ICBA Meets with Fed Governor on Basel III
ICBA staff and community bankers recently met with Federal Reserve Governor Elizabeth Duke to discuss the impact of the proposed changes to the regulatory capital framework on community banks. The recently issued proposals by the Fed, FDIC and OCC, better known collectively as “Basel III,” would implement new minimum capital levels and increase risk weights for certain assets, particularly residential real estate loans, including interest-only loans, balloon loans and second liens. Under the proposal, higher minimum capital levels would be accompanied by capital conservation buffers, which would limit a bank’s ability to make certain payments, such as dividends and executive bonuses. Additionally, prompt corrective action requirements would be increased.
ICBA is very concerned about the impact of the Basel III proposal. Bankers expressed their concerns about the implementation of Basel III and its impact on mutual banks. Because mutuals can generally only build capital cushions through the accumulation of retained earnings, they will need many years to ensure that enough capital can be generated to meet the new minimum capital standards. Further concerns were voiced on the additional capital required for originating balloon mortgages. These particular loans help banks to mitigate interest rate risk exposure and prevent the need for the use of more complex instruments like interest rate derivatives.
For more information on Basel III, click here.
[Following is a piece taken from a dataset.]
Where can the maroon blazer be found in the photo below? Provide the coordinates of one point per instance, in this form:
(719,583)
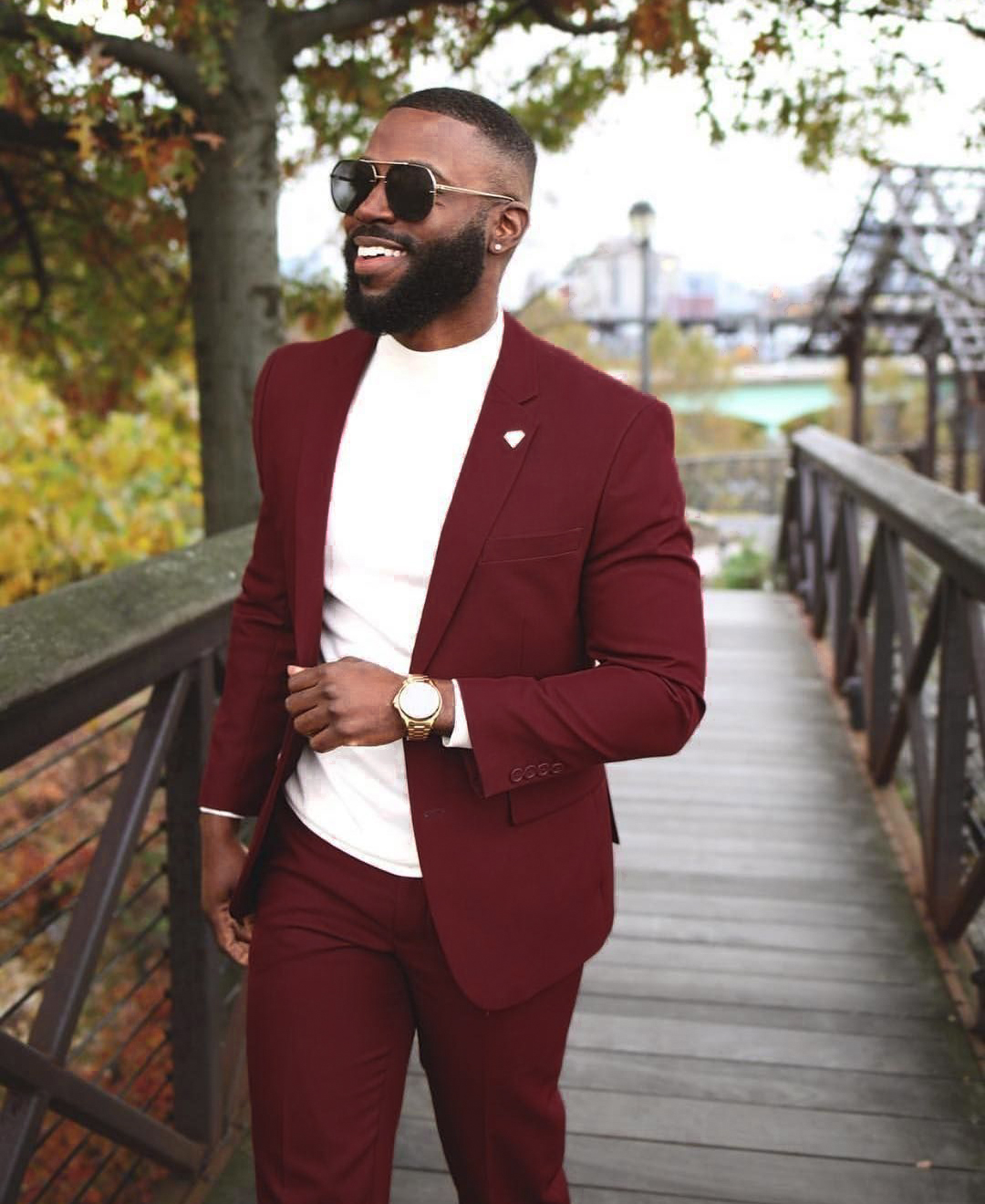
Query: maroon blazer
(564,598)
FDIC FI Letter on Investments in Corporate Debt Securities by Savings Associations
The FDIC has issued a final rule that would prohibit state and federal savings associations from acquiring or holding a corporate debt security when the security's issuer does not have an adequate capacity to meet all financial commitments under the security for the projected life of the security. Savings associations must be in compliance with this rule, which implements section 939(a) of the Dodd-Frank Act, by Jan. 1, 2013. The FDIC has issued final guidance to all savings associations acquiring or holding corporate debt securities that sets forth due diligence standards for determining the credit quality of a corporate debt security. The FDIC does not expect the final rule to change the scope of permissible corporate debt securities investments. That is, if a corporate bond was a permissible investment prior to this final rule (because it was rated in one of the four highest categories), a bond with similar default probabilities will be permissible under this rule.
The FDIC requires that a savings association must determine that an issuer has adequate capacity to meet all financial commitments under the security for the projected life of the security before (and periodically thereafter) acquiring a corporate debt security. The range and type of specific factors an institution should consider will vary depending on the particular type and nature of the security. A due diligence analysis may include consideration of internal analyses, third-party research and analytics including internal risk ratings, the default statistics of external credit rating agencies and other sources of information appropriate for the particular security.
FDIC standards of creditworthiness will be satisfied if an issuer presents a low risk of default and is likely to make full and timely repayment of principal and interest.